Personal information
- Date of birth: 23 June 1982 (age 44)
- Place of birth: Ljubljana, SFR Yugoslavia
- Height: 1.89 m (6 ft 2+1⁄2 in)
- Position: Midfielder

Team information
- Current team: ŽNK Olimpija Ljubljana
- Number: 6

Youth career
- 2001: University of Ljubljana

Senior career*
- Years: Team / Apps / (Gls)
- 2001–2004: Tiskarna Novo Mesto
- 2004–2008: ŽNK Krka
- 2008–2009: UPC Tavagnacco
- 2009–2011: SK Kelag Kärnten
- 2011–2013: Calcio Chiasiellis
- 2013–2015: Sturm Graz
- 2015–2016: LUV Graz
- 2016–: ŽNK Olimpija Ljubljana

International career
- 2009–2014: Slovenia

= Anja Milenkovič =

Slovenian footballer (born 1982)

Anja Milenkovič (born 23 June 1982) is a Slovenian footballer who plays for LUV Graz of the Austrian ÖFB-Frauenliga and the Slovenia national team. She has previously played in the Italian Serie A, for UPC Tavagnacco and Chiasiellis.

==Career==
Milenkovič started her career in 2001 playing for Tiskarna Novo Mesto. Three years later she signed for national powerhouse Krka Novo Mesto. There she won three Slovenian championships and two Slovenian cups and played in the UEFA Women's Cup.

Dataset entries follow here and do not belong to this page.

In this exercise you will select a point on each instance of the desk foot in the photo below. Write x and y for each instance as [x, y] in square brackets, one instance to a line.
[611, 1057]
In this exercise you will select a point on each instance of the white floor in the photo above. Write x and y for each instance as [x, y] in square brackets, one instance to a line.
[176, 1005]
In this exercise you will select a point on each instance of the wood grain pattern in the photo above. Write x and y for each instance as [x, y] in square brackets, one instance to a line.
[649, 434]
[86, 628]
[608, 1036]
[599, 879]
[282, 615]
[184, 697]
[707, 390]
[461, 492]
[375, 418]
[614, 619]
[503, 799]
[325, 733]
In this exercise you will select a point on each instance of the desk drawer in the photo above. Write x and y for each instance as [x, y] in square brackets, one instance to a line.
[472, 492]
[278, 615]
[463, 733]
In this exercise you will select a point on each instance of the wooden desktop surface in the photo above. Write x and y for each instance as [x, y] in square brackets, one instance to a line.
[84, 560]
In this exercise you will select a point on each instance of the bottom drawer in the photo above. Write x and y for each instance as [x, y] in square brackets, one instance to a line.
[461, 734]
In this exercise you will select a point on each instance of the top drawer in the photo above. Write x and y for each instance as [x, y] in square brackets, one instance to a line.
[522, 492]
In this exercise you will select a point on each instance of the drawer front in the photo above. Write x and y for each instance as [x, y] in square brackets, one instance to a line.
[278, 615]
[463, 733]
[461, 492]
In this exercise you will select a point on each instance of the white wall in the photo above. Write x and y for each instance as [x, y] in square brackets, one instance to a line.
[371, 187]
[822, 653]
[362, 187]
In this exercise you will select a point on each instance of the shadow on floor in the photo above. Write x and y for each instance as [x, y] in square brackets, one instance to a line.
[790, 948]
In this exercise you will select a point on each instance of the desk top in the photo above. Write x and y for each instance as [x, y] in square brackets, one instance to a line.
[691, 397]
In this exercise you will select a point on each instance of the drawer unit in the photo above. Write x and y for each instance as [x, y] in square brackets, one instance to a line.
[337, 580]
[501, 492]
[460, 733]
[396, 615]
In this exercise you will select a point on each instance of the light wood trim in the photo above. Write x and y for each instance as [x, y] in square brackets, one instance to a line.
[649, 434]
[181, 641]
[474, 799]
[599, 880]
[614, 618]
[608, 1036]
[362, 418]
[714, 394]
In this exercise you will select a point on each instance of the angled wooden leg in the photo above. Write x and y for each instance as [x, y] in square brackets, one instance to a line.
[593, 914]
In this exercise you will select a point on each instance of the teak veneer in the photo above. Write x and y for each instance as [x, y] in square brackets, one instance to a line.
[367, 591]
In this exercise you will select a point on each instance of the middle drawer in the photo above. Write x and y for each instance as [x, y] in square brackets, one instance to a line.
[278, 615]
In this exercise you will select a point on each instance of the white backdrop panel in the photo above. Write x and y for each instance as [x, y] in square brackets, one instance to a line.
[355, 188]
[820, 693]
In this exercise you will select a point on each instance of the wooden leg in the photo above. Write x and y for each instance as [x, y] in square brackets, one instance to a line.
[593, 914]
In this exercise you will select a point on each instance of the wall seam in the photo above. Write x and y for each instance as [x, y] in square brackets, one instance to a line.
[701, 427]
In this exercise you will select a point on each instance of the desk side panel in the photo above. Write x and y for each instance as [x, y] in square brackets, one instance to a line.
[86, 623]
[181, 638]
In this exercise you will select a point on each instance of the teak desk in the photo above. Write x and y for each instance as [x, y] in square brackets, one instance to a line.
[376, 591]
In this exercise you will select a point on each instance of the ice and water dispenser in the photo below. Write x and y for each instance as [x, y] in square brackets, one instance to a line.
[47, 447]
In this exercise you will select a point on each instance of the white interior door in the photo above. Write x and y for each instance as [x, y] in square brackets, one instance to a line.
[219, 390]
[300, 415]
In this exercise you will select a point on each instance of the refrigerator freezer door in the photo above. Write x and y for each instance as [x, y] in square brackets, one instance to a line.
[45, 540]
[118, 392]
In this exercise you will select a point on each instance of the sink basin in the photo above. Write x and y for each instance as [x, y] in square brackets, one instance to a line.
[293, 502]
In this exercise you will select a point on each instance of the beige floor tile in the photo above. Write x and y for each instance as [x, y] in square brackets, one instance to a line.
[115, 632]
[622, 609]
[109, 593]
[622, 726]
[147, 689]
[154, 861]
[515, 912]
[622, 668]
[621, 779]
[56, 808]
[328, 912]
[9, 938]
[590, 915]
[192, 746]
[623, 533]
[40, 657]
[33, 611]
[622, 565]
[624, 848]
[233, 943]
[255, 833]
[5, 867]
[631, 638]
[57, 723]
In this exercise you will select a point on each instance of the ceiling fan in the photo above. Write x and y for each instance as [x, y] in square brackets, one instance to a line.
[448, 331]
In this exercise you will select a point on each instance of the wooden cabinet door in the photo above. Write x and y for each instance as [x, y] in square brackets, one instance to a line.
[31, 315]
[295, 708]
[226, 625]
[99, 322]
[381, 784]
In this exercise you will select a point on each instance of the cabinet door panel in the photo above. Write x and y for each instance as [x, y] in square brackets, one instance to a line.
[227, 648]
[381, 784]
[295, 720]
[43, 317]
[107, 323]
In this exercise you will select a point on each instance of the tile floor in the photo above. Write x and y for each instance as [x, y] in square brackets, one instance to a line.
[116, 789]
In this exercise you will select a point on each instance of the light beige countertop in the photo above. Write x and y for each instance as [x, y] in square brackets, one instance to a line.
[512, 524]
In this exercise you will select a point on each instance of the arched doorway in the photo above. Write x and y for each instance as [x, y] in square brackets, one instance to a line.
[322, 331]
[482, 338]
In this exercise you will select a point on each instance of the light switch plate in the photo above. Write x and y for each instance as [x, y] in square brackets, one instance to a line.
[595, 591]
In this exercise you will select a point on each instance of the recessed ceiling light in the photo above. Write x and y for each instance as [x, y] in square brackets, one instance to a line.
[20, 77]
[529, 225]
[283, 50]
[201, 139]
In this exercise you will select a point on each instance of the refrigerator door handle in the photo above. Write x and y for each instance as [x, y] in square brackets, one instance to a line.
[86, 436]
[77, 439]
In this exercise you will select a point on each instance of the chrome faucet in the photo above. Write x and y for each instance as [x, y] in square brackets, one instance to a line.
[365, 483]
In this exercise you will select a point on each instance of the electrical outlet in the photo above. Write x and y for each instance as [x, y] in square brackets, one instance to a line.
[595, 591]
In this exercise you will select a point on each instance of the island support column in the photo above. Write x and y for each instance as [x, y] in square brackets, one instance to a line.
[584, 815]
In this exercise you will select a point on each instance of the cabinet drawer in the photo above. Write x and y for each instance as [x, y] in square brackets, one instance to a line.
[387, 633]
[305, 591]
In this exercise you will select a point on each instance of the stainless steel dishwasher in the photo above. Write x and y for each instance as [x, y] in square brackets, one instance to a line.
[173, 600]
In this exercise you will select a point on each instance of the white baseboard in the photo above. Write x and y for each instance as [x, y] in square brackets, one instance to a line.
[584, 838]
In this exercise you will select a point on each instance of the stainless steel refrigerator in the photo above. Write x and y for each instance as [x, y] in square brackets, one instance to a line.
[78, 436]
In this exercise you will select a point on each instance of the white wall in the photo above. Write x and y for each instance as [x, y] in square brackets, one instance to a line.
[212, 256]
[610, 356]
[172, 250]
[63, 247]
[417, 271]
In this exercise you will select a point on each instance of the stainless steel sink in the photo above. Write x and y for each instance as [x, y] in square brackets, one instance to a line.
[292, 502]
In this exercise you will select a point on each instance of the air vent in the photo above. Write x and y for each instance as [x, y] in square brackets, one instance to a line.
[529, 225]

After four seasons with Krka, in 2008 she started her career abroad signing for UPC Tavagnacco in Italy's Serie A. One year later she moved to Austria to play for SK Kelag Kärnten of the Frauenliga, where she spent two seasons before returning to Serie A in 2011, with Calcio Chiasiellis.

==International career==
She is also member of the Slovenia women's national football team.